Еще были куры. Твоя бабушка выходила на двор и звала  Иден, цып-цып-цып! (у каждой курицы имя из сериала Санта-Барбара). Бросала пшено горстями. Говорливые куры ей отвечали, кланялись. А за домом  картофельное поле цвело.

Ты тоже умела договариваться с утварью, картофелем и курами, знала их тайные языки. Колдовала веником и паром. Но математика изменяет ум, пытаясь выстроить мир в стройную систему.

Теперь ты веришь в формулы судьбы. Считаешь, пользуясь программами и страшными словами: дисгармоничный аспект, управление домами, асцендент Баню выстроила новую, вместо кур сороки на соснах, а вместо картошки белые лилии. А еще не носишь очков, только линзы, а за рулем поешь.

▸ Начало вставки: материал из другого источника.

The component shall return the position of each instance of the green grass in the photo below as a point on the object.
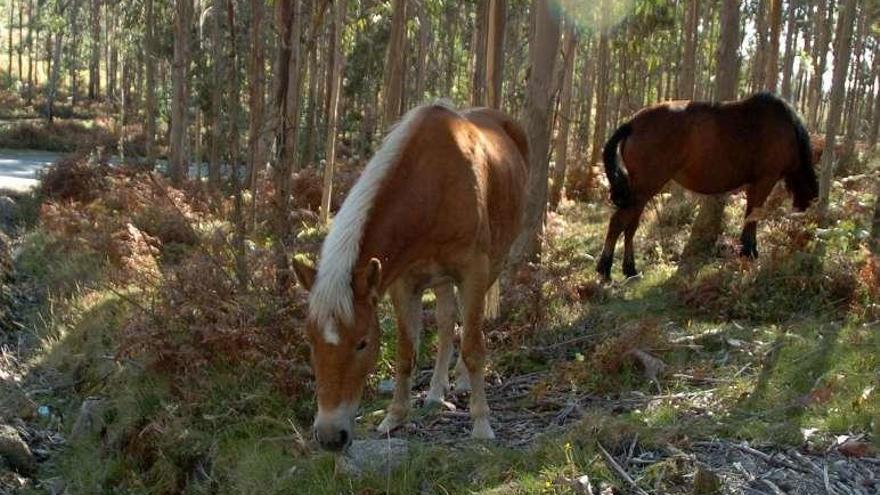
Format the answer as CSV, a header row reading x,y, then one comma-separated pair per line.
x,y
768,356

Мы не меняемся, просто художник пишет один слой поверх другого. Но если посмотреть на картину особым зрением (зануды-ученые думают, что это ультразвуковая рефлектоскопия в инфракрасных лучах), можно увидеть сразу и навсегда: и березовую рощу, и баню, и двор с теннисным столом, и лилии, и яблоневый сад.

Мой маг

Сквозь золото ветвей  зима.

А целовать холодное не страшно.

Я боялась именно этого, сквозь погоду, жизнь и какие-то сорок километров, всхлип телефонного звонка: умер. Вот и оно, вечное окно с чем-то желтым вне; голова тупая, прикуриваю от сигареты, потом следующую; что-то тикает в комнате, как живое; мысль о ерунде (купить сосисок, чтобы они, ТАМ, ели), сборы и электричка, ведущая в пустоту. К телу.